TMT Convergence – the rise of ecosystems

The media and entertainment industry in India started witnessing a structural shift in FY18 with convergence across telecom, media and technology (TMT) companies beginning to take shape. While the telecom and technology companies are building competencies to offer content directly to consumers through acquisitions and partnerships, traditional broadcasters and media companies have started building platforms to reach the end consumers directly. One of the recent examples in this space includes the acquisition of two traditional cable companies by a major telecom player. 

In addition the competition, the industry has also been witnessing collaboration within the TMT ecosystem.
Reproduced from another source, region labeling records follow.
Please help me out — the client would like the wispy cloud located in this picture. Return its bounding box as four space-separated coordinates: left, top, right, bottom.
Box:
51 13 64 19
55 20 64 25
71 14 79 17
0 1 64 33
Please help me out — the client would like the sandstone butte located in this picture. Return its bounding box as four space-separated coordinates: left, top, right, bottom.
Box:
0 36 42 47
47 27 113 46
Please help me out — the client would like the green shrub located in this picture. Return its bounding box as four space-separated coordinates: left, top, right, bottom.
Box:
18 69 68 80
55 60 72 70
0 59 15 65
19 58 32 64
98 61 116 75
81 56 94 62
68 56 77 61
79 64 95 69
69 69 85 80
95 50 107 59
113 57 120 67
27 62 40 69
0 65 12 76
Effective bundling of content by telecom players has ensured that the distribution ceases to be a challenge, allowing standalone content players to focus heavily on original content. 

The advent of 4G and the rise of TMT ecosystems has resulted in the surge in online video consumption with the number of video and entertainment app downloads witnessing a 5x increase from September 2016 to June 2018 and the data usage on these apps increasing by 25x during the same period.

Despite the industry seeing rapid growth in the consumption of digital media, monetization has lagged behind till now, with AVOD models still dominant and SVOD not seeing significant traction. Introduction of third-party digital measurement, compelling content across languages and an effective micropayments infrastructure are factors which could help monetization in the near future.

The growing emphasis on rural and regional markets

With the viewership of regional language (non-Hindi and non-English) content on television close to 40-45 per cent of the overall consumption, the industry is increasingly looking at rural and regional language markets as the key to success. Additionally, while the rural internet penetration stands at less than 20 per cent (as of June 2018), it presents a considerable upside to organizations who have already started developing local language digital content. 

Key focus areas for the regional and rural markets in the past year have included – continued digitization across phase 3 and 4, increased focus of broadcasters through the launch of language sports channels and adaption of popular reality shows into local languages, inclusion of rural into measurement metrics through BARC and a focus on digital regional content. 

Data Analytics – moving from ‘good to have’ to ‘must have’

Increasing digital consumption is resulting in the availability of large consumer data sets which the industry is trying to collect, integrate, analyze and derive value from. Organizations across the value chain are investing heavily in data analytics around areas such as content creation, customer acquisition, pricing, distribution, and content management.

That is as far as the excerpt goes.